11.09.2023 tarihinde Instagram’ da yayınlanmıştır.
Bunlar benim kıymetlilerim. Tahta bavulum, radyom ve daktilom. En kıymetlim sandığımın üstünde, her odaya girdiğimde selamlıyorlar beni. Radyoma her baktığımda odanın eşiğine oturmuş, elini başına koymuş, çağla yeşili gözleriyle uzaklara dalmış radyo dinleyen dedemi görüyorum. Bavul sır küpü gibi, sanki hatıraları göğsünü dağlamış da gücü susmaya yetmiş ihtiyar bir ermiş misali. Daktilom ise hala o evde bırakılışının yasında. Her şeyi alıp götürürlerken, onu o evde öylece bırakıp gitmelerine içerlemiş, yaralı, kırgın oturuyor öyle.
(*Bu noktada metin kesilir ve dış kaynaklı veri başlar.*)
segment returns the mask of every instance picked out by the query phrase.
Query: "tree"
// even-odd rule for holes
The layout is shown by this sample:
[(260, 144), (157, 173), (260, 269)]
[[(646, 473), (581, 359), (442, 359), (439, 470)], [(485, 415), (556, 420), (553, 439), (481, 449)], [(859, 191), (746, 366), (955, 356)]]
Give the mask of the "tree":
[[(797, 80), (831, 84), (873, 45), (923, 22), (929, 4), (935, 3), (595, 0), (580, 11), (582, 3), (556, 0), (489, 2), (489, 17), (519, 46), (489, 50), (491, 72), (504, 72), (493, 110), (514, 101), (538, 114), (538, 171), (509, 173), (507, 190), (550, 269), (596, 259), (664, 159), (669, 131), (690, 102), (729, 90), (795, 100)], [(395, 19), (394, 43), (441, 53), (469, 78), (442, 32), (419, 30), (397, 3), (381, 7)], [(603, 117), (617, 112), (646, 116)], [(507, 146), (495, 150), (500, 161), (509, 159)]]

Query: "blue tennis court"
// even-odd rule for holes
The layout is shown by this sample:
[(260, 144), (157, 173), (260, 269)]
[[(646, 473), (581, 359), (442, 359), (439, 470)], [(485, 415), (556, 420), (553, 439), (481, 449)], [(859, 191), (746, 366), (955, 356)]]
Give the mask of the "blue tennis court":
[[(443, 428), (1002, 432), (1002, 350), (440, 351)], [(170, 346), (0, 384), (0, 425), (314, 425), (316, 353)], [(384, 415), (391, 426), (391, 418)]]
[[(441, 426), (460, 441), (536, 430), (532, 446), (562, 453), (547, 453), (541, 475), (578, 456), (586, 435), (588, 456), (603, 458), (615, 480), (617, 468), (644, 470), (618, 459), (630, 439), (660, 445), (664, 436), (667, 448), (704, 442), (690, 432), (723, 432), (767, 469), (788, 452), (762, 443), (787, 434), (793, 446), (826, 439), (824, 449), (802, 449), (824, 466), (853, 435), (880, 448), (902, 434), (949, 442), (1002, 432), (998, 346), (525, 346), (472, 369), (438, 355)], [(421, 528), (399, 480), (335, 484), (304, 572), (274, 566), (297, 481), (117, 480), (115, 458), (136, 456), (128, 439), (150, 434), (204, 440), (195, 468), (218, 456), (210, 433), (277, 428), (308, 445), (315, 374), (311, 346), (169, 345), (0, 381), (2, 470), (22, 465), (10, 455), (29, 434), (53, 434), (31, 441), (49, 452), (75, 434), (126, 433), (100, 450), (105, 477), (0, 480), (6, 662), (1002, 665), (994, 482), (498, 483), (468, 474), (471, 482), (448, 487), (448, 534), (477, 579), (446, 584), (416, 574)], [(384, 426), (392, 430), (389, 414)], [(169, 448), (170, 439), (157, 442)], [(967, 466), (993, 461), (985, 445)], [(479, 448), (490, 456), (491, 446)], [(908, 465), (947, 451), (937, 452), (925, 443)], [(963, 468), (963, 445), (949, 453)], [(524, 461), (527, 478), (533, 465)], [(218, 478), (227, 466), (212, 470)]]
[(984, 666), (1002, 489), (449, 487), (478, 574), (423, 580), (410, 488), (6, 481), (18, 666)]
Sandıktan ise şen kahkahalar yükseliyor, avluda koşan çocuklar misali, avutuyor o gönlü kırıklarımı.
Hatırası olan, hatırımızda kalan, yaşanmışlığı olan her ne olursa olsun ona bir gönlümüz kayar aslında bilinçsizce. Eski evlerin önünden geçerken de bir durup bakar ve düşünürüz neler yaşanmıştır burda diye.
Eskiler emektar derlermiş ve gönül verirlermiş eşyalarına bile. Eşyalar öyle kolay atılmaz, tamir edilirmiş. Dostlar da silinmez, gönül alınırmış. Sanmayalım ki tüketim çağı, sadece atılıp yenisi alınan eşyalarımıza sirayet etti. Gönüllerimize de derin etkileri var maalesef. Artık ilişkiler de kullan at modunda. İşimize yaradığı müddetçe insanlar hayatımızda ve her hatada silinip atılacak kadar değerleri var sadece. Oysa bir kahvenin bile kırk yıl hatırı vardı eskilerde.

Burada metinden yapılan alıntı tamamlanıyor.